Spinal Muscular Atrophy (SMA)
Authors: Stephen J. Kolb, M.D., Ph.D., and John T. Kissel, M.D. Affiliation: Department of Neurology and Department of Biological Chemistry and Pharmacology, The Ohio State University Wexner Medical Center, Columbus, OH.Key Points:
- Incidence and Prevalence:
- SMA has an incidence of 1:11,000 live births.
- The carrier state prevalence is approximately 1 in 54.
- Severity:
- The clinical severity of SMA is inversely correlated with the SMN2 gene copy number.
- It varies from extreme weakness and paraplegia in infancy to mild proximal weakness in adulthood.
- Natural History:
- SMA's natural history is complex and variable. Clinical subgroups have been defined based on motor function achievement during development:
- Type 1 SMA: Infants never sit independently.
- Type 2 SMA: Children sit at some point but never walk independently.
- Type 3 SMA: Children and adults walk independently at some point.
- Introduction:
- SMA refers to genetic disorders characterized by anterior horn cell degeneration, leading to muscle atrophy and weakness.
- Over 95% of SMA cases result from a homozygous deletion or mutation in the 5q13 survival of motor neuron (SMN) gene.
- The severity of SMA is variable, with four main phenotypes based on age of onset and maximum motor function.
- There's no cure, but understanding its molecular genetics has led to potential therapeutic approaches.
- Clinical Features:
- SMA's primary clinical features are muscle weakness and atrophy, with proximal muscles more affected than distal ones.

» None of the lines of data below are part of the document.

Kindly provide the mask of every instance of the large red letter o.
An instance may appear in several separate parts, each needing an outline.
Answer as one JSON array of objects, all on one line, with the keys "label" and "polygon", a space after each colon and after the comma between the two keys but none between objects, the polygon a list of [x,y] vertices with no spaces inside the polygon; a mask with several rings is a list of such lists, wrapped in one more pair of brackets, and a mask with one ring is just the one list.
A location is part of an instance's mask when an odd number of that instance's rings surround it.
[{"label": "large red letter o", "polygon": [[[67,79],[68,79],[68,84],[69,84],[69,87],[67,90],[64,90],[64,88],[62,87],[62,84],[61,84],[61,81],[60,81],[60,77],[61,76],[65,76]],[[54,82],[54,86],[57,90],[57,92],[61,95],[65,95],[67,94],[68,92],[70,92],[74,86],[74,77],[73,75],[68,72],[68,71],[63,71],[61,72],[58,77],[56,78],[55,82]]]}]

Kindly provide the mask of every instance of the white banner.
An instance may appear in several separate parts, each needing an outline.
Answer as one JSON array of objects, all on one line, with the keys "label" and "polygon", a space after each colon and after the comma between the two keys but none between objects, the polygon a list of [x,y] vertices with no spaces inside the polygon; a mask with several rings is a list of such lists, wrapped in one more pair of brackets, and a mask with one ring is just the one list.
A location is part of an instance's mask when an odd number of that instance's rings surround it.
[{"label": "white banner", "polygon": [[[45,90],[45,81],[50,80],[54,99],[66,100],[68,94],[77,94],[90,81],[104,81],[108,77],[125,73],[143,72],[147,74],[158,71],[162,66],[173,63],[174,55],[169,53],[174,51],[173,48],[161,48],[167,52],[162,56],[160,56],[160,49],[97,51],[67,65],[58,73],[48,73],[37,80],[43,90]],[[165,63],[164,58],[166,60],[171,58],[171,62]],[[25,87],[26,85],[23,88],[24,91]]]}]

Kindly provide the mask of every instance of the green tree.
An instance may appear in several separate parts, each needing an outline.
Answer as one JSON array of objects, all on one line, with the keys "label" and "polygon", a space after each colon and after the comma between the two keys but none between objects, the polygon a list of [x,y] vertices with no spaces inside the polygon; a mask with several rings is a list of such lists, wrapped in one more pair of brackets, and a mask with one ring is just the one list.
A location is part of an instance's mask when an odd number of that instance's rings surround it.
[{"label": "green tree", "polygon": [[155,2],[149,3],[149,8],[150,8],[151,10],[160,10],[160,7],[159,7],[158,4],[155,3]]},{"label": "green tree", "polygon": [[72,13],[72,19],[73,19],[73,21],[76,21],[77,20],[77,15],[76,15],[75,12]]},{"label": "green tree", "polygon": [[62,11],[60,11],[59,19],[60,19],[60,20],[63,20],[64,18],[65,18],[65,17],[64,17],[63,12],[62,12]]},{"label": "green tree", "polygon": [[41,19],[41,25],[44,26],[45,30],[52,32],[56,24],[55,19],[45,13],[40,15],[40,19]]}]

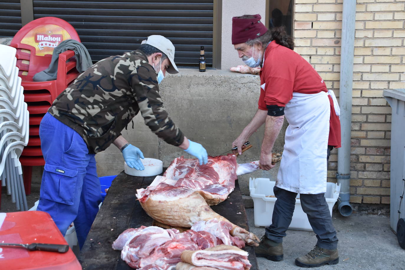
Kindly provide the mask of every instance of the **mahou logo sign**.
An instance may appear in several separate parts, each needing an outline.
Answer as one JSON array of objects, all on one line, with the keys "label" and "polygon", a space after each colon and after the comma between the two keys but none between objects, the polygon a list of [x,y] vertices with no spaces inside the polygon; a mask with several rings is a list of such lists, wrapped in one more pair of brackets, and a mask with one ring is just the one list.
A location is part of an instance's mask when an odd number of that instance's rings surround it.
[{"label": "mahou logo sign", "polygon": [[42,50],[44,47],[55,48],[62,40],[63,36],[60,34],[36,34],[35,38],[38,47]]}]

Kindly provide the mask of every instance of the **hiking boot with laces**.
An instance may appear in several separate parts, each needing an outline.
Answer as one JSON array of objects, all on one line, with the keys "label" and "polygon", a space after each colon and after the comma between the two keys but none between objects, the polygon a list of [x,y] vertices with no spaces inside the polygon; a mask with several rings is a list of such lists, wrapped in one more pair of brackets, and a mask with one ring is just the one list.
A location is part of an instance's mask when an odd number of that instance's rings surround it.
[{"label": "hiking boot with laces", "polygon": [[276,243],[263,236],[259,246],[254,248],[257,257],[265,257],[268,260],[278,261],[283,259],[283,243]]},{"label": "hiking boot with laces", "polygon": [[337,249],[325,249],[318,245],[307,254],[295,259],[295,264],[303,267],[318,267],[324,264],[336,264],[339,262]]}]

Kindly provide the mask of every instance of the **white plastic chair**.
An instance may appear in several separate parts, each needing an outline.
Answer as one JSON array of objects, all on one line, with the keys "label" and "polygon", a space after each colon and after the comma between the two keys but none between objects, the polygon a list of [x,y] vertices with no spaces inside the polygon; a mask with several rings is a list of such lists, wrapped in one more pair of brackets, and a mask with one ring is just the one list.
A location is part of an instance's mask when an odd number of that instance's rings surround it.
[{"label": "white plastic chair", "polygon": [[16,66],[17,52],[15,48],[0,44],[0,72],[6,77],[10,76],[11,70]]},{"label": "white plastic chair", "polygon": [[13,84],[18,77],[18,68],[15,66],[11,70],[11,74],[9,76],[6,77],[0,74],[0,86],[11,88],[13,87]]},{"label": "white plastic chair", "polygon": [[24,103],[24,96],[21,95],[12,101],[12,103],[8,99],[0,97],[0,109],[7,109],[15,114],[22,108],[23,104]]},{"label": "white plastic chair", "polygon": [[10,99],[14,99],[18,95],[23,94],[24,88],[21,86],[21,78],[17,77],[13,86],[10,88],[0,86],[0,97],[7,97]]}]

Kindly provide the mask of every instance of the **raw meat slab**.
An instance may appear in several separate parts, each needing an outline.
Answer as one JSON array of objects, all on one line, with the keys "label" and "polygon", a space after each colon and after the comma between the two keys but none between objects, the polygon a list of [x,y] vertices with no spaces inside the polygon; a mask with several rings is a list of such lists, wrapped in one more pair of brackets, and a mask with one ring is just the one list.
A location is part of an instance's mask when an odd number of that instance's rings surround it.
[{"label": "raw meat slab", "polygon": [[[112,250],[111,244],[120,234],[128,228],[152,225],[153,220],[141,207],[135,194],[136,189],[146,188],[155,177],[133,176],[123,171],[113,181],[79,255],[83,269],[132,270],[121,259],[121,251]],[[229,197],[225,202],[211,208],[234,224],[248,230],[237,181]],[[251,269],[258,270],[254,248],[246,247],[243,250],[249,253],[248,259],[252,265]]]}]

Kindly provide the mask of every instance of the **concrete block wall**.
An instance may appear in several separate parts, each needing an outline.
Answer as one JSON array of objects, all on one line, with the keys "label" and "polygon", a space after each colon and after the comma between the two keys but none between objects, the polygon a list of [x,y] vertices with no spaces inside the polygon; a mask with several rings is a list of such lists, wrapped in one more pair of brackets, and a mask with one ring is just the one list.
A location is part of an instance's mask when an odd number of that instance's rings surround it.
[{"label": "concrete block wall", "polygon": [[[257,75],[224,70],[201,72],[191,68],[181,68],[178,74],[166,73],[160,85],[162,99],[170,117],[187,138],[201,144],[211,156],[232,148],[232,142],[257,110],[260,89]],[[275,152],[282,151],[286,123],[275,144]],[[159,139],[145,125],[140,114],[134,118],[133,128],[132,123],[127,128],[123,136],[139,147],[145,157],[162,160],[164,166],[182,155],[192,158],[179,147]],[[253,147],[238,157],[238,163],[260,159],[263,128],[249,138]],[[124,170],[122,154],[113,145],[97,154],[96,159],[99,176],[116,174]],[[275,181],[279,165],[269,172],[260,170],[239,177],[243,195],[250,193],[249,177]]]},{"label": "concrete block wall", "polygon": [[[296,0],[295,51],[339,96],[343,0]],[[405,1],[357,0],[352,108],[351,199],[390,203],[391,107],[384,89],[405,88]],[[328,181],[336,181],[337,151]]]}]

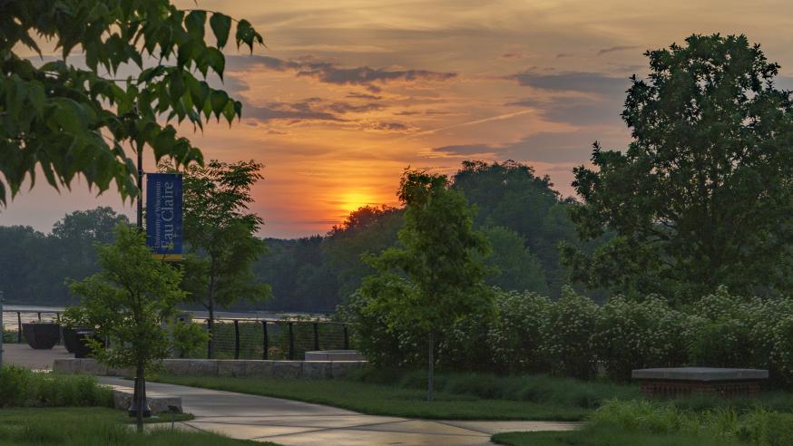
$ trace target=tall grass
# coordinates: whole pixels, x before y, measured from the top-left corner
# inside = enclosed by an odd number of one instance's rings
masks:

- Clinical manifestations range from severe weakness in neonates (Type 0) to milder forms in adults (Type 4).
- Type 0: Prenatal onset with severe weakness, leading to respiratory failure and death within 6 months.
- Type 1 (Werdnig-Hoffman disease): Infants present with hypotonia, poor head control, and reduced reflexes before 6 months. They never sit unassisted and usually develop respiratory failure before 2 years.
- Type 2: Children can sit but never walk independently. They experience progressive proximal leg weakness.
- Type 3 (Kugelberg-Welander disease): Children and adults can walk unassisted at some point in their life. They have progressive proximal leg weakness.
- Type 4: Represents less than 5% of SMA cases and is the mildest form. Onset is in adulthood, often after age 30.
- Molecular Genetics:
- The report touches upon the genetic etiology of SMA, but the provided data is incomplete in this section.